On March 27th, 2014, TM, Malaysia’s largest fixed-line telco, announced that it had agreed to buy a majority stake in P1 for RM350 million and would invest a further RM210 million into P1’s parent company, Green Packet, through the purchase of 8-year redeemable exchangeable secured bonds that could be swapped for P1 shares held by Green Packet at a later date.

The deal will see 57% of P1 owned by TM, 30% by Green Packet and 13% by SK Telecom; and was seen as a key part of TM’s 4G strategy to expand into the mobile broadband space and to establish itself as a provider of converged communication services across fixed voice, high-speed broadband, mobile, and media.

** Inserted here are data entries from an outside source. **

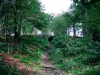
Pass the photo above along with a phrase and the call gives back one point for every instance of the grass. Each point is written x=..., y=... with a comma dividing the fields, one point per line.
x=76, y=65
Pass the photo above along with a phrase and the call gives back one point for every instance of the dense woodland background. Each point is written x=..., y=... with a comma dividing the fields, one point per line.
x=75, y=35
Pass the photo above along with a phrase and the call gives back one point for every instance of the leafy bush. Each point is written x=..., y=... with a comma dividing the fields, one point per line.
x=7, y=70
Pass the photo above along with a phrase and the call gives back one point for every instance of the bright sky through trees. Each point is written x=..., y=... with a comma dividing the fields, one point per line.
x=56, y=6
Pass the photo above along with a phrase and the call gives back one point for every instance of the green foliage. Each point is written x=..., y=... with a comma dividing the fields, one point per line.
x=7, y=70
x=76, y=55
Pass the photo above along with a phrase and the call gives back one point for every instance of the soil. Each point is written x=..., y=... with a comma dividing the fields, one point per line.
x=47, y=67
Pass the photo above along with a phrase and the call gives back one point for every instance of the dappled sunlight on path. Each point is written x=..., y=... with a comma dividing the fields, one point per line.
x=48, y=68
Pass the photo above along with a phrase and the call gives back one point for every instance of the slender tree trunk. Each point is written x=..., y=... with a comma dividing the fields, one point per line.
x=74, y=31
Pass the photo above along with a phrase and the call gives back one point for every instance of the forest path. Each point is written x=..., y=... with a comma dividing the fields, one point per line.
x=48, y=68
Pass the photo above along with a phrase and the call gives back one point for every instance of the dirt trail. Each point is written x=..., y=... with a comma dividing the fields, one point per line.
x=48, y=68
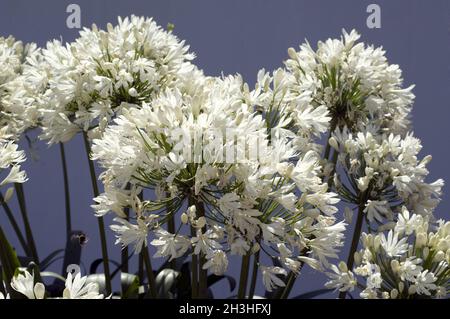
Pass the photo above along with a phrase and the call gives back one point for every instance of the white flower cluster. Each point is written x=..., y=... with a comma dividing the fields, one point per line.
x=412, y=261
x=354, y=81
x=18, y=110
x=76, y=287
x=236, y=206
x=104, y=71
x=10, y=160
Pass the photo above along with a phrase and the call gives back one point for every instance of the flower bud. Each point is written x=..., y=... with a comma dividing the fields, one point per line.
x=343, y=266
x=426, y=251
x=8, y=194
x=376, y=243
x=412, y=290
x=395, y=265
x=201, y=222
x=421, y=240
x=348, y=215
x=440, y=256
x=394, y=293
x=358, y=258
x=132, y=92
x=184, y=218
x=333, y=143
x=292, y=54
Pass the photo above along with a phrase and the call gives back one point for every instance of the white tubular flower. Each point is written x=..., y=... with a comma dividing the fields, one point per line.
x=106, y=71
x=10, y=159
x=3, y=297
x=209, y=149
x=77, y=287
x=341, y=278
x=270, y=277
x=19, y=87
x=24, y=283
x=385, y=169
x=396, y=266
x=217, y=262
x=353, y=82
x=170, y=245
x=128, y=233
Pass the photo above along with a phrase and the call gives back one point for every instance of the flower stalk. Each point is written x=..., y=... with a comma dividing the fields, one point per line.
x=66, y=190
x=28, y=232
x=101, y=224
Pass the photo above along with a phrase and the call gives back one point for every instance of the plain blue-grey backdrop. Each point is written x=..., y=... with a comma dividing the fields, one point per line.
x=232, y=36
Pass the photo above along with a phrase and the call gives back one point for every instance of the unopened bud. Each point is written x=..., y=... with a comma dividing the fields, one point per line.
x=395, y=265
x=343, y=266
x=333, y=143
x=421, y=240
x=201, y=222
x=8, y=194
x=394, y=293
x=256, y=247
x=292, y=54
x=440, y=256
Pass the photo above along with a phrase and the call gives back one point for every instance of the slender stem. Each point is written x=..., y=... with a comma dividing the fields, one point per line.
x=333, y=171
x=150, y=276
x=171, y=229
x=141, y=269
x=203, y=274
x=194, y=262
x=28, y=233
x=289, y=285
x=356, y=236
x=2, y=287
x=15, y=226
x=125, y=252
x=251, y=292
x=101, y=224
x=244, y=276
x=66, y=190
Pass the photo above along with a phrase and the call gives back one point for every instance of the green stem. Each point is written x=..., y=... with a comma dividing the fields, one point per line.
x=194, y=263
x=141, y=269
x=289, y=285
x=15, y=226
x=150, y=276
x=244, y=276
x=356, y=236
x=101, y=224
x=251, y=292
x=333, y=171
x=10, y=263
x=203, y=274
x=171, y=229
x=28, y=233
x=66, y=190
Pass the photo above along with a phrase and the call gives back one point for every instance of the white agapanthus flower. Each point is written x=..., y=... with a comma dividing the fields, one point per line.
x=93, y=79
x=387, y=169
x=197, y=148
x=10, y=160
x=25, y=284
x=403, y=264
x=353, y=81
x=19, y=87
x=77, y=287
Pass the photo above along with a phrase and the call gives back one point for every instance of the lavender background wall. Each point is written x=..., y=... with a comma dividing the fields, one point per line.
x=237, y=36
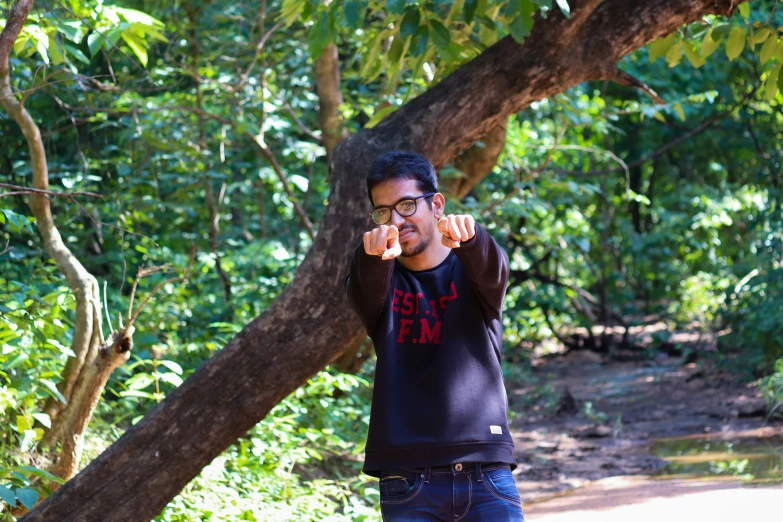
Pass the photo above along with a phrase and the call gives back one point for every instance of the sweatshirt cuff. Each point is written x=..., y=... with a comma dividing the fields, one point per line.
x=475, y=243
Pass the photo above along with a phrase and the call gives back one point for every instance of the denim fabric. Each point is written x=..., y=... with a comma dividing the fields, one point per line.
x=451, y=496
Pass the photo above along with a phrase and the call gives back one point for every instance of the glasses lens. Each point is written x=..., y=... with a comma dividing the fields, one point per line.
x=406, y=207
x=381, y=216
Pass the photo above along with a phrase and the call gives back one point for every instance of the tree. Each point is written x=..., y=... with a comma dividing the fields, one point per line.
x=309, y=324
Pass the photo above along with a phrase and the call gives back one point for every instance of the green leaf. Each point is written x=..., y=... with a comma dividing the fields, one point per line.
x=76, y=53
x=291, y=10
x=563, y=5
x=137, y=46
x=395, y=51
x=768, y=50
x=139, y=381
x=318, y=35
x=680, y=112
x=133, y=16
x=771, y=84
x=735, y=43
x=171, y=378
x=660, y=47
x=379, y=115
x=761, y=35
x=28, y=497
x=7, y=496
x=396, y=6
x=171, y=365
x=43, y=418
x=419, y=41
x=440, y=35
x=720, y=31
x=23, y=423
x=709, y=44
x=299, y=182
x=94, y=42
x=469, y=10
x=354, y=13
x=410, y=23
x=780, y=81
x=28, y=440
x=693, y=56
x=674, y=55
x=519, y=31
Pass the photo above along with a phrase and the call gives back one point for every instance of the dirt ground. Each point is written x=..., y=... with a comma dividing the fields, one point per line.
x=594, y=461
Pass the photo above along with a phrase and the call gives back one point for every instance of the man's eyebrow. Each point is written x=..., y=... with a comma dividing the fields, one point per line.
x=376, y=207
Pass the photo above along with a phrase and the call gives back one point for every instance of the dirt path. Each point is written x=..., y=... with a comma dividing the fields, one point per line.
x=632, y=406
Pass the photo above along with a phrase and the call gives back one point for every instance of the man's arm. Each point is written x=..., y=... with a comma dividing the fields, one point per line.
x=369, y=282
x=485, y=262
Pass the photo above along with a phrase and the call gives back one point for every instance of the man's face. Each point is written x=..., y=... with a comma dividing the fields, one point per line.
x=417, y=232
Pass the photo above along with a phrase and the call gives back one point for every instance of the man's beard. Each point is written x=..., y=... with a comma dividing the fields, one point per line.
x=418, y=248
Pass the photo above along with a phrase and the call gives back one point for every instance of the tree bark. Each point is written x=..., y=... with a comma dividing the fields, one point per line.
x=330, y=97
x=310, y=323
x=84, y=375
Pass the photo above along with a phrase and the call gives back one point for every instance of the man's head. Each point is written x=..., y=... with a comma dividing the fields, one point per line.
x=400, y=176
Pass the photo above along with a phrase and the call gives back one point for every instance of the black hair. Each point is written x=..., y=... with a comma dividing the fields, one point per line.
x=402, y=164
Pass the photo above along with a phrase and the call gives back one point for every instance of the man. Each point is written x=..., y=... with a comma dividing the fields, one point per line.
x=429, y=289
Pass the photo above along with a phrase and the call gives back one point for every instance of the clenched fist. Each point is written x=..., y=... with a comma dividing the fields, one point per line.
x=383, y=241
x=456, y=229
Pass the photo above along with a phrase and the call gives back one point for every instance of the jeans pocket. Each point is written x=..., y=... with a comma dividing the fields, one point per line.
x=399, y=486
x=501, y=483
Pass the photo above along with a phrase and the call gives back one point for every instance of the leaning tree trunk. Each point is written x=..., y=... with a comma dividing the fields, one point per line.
x=310, y=323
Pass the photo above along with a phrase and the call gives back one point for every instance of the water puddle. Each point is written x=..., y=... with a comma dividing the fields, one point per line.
x=753, y=459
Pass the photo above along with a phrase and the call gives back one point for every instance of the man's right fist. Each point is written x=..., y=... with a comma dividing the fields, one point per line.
x=383, y=241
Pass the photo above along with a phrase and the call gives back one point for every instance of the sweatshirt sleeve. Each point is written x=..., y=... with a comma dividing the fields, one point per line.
x=368, y=285
x=486, y=265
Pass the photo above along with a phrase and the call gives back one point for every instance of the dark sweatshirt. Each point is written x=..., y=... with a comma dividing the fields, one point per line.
x=438, y=396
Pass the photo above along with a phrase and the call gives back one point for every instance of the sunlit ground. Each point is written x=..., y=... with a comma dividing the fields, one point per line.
x=640, y=499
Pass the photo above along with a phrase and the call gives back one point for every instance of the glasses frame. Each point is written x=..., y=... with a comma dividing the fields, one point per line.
x=393, y=208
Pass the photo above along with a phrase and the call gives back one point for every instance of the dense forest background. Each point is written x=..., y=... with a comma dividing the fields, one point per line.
x=187, y=148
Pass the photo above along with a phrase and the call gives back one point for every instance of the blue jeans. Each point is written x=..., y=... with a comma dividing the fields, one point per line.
x=469, y=492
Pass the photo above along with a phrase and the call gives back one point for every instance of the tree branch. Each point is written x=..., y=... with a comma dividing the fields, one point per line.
x=612, y=72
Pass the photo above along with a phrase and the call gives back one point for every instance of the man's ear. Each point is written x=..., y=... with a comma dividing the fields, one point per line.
x=438, y=205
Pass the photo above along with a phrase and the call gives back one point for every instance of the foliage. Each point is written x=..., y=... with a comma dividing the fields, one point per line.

At present, TM has two 5MHz blocks of spectrum in the 850MHz band—allocated for use with CDMA (Code Division Multiple Access) technology—and another 8.5MHz block in the 450MHz band, and P1 has a 30MHz block in the 2.3GHz band and a 20MHz block in the 2.6GHz band. The investment in P1 could give TM the spectrum springboard it needs to establish itself as the nation’s dominant carrier of mobile traffic.

Analysts who spoke with DNA when TM’s investment was first announced had taken a neutral position on the deal. They cited that P1’s continued losses, the cost of integrating TM’s and P1’s infrastructures, and the cost to TM of rolling-out and marketing its 4G LTE services would put substantial financial pressure on TM in the near term.

Looking further down the road, Tom Mowat, principal analyst at Analysys Mason said, “For TM, which is already the fixed broadband leader in Malaysia, it is an opportunity to become a converged provider. The combined portfolio of both entities stands a chance of addressing much of Malaysia’s mobile data traffic at a comparatively low cost base.”

Tony Brown of Informa Telecoms & Media, a London-based research firm, believes that with the Malaysian mobile market fully penetrated, the challenge facing TM will be to persuade users to leave their existing operators and switch over to TM’s new LTE services. He speculates that TM could achieve this by bundling its mobile services as part of a heavily discounted quad-play bundle alongside its fibre-broadband, fixed-voice and IPTV services. Additionally, TM may take advantage of P1’s relatively unpopulated networks to launch an unlimited use mobile broadband service that would differentiate its offering from that of the other big four mobile operators—Celcom, DiGi, Maxis and U-Mobile—which typically cap mobile data usage between 1GB and 5GB.

However, before any of this can take place, TM first needs MCMC’s approval in three areas: the change in P1’s shareholding, the planned lease by TM of spectrum owned by P1, and TM’s business plan with the spectrum it will lease from P1. TM submitted the necessary documents to MCMC two months ago but has yet to receive the regulator’s approval.